What Is The Difference Between A Home Equity Loan And A Second Mortgage?

What is the difference between a home equity loan and a second mortgage? Many people are confused by second mortgages and home equity loans and think they are the same thing. The two loans are actually very different.

There are many reasons why we acquire loans. We might have high interest credit card debt, need to make major improvements to our home, send a child to college, pay off medical bills, or just go on a fun vacation. There are two ways that you can access the equity in your home in order to get money when you need it. Equity is the amount of money your home is worth after you have deducted the amount you still owe on your mortgage. You can borrow against this equity by taking out a second mortgage or by getting a home equity loan.


Many people are confused by second mortgages and home equity loans and think they are the same thing. The two loans are actually very different. Anne Reed of Acceptance Mortgage in Sparta, New Jersey, is a home loan expert.
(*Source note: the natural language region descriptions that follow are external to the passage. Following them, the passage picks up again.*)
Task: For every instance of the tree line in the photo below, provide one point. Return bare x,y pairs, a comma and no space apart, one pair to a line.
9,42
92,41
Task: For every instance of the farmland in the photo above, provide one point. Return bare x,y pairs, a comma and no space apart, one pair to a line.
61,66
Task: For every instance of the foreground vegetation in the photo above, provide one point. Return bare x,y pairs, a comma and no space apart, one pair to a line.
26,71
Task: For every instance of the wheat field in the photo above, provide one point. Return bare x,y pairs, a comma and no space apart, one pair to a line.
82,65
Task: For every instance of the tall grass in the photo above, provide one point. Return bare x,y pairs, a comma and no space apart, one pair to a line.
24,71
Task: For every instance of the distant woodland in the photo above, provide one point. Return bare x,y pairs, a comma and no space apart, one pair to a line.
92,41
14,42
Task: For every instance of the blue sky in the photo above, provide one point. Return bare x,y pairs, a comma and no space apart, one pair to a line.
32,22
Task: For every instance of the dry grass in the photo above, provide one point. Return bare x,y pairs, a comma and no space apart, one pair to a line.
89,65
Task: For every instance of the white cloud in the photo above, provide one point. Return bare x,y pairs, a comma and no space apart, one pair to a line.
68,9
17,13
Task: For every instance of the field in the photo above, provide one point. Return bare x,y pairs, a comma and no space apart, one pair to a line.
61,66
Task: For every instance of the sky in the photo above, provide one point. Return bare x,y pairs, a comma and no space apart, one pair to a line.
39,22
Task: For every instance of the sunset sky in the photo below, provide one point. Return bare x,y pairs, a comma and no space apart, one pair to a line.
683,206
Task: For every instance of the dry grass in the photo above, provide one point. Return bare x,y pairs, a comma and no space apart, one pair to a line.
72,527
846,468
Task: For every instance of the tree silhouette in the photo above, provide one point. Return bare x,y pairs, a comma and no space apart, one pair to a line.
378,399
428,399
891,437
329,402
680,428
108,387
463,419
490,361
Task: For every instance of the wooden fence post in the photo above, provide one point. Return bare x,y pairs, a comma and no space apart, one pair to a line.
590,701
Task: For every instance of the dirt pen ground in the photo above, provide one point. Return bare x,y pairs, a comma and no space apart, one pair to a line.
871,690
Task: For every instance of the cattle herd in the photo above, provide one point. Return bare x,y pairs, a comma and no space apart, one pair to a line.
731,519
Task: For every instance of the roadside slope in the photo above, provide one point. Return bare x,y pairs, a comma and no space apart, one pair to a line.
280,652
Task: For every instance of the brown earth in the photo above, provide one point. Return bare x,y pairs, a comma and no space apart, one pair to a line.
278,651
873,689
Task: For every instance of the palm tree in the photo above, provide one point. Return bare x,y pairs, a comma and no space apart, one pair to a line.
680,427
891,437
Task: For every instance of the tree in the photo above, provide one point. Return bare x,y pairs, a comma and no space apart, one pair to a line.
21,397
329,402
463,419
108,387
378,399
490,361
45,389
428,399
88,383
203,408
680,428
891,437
"A second mortgage is similar to a home equity loan and is easily confused. A home equity generally refers to a line and a second mortgage generally refers to a loan, not a line," Reed said. "Unlike the line, the borrower receives the total loan amount at closing and will start to make fixed repayments every month until the loan is paid in full."

A home equity is a line of credit because you do not have to use the entire amount of the loan at once. You can also reuse the credit once you have paid it off. Lines of credit are useful to have on hand. If you have emergencies in the future, the money will be available for your use immediately and you will not have to go through the stressful process of obtaining a loan while you are already in a state of crisis. The interest rate on a home equity line of credit is usually a variable rate.

"Home equity lines are generally tied to the Prime rate and adjust accordingly," Reed said.

It is possible to freeze portions of your loan at certain interest rates in order to protect yourself against fluctuating rates. You can access your credit line using checks or a credit card.

A second mortgage is a specific amount of money paid to you in a lump sum. The interest rate is usually fixed and does not change until you pay off your loan. The payments on a second mortgage are a specific amount for a specific period of time, usually 15 years. Even though you have paid off some of the second mortgage loan you cannot reuse it.

"The loan cannot be drawn on and repaid like a line of credit," Reed said. If you have a need for a one-time sum of money then a second mortgage is a good option.

Both the second mortgage and the home equity line of credit will use your home as collateral. If you default on the loan you could lose your home. Both kinds of loans allow you to borrow a certain percentage of your equity, usually no more than 85%. You may also incur closing costs and fees with both kinds of loans.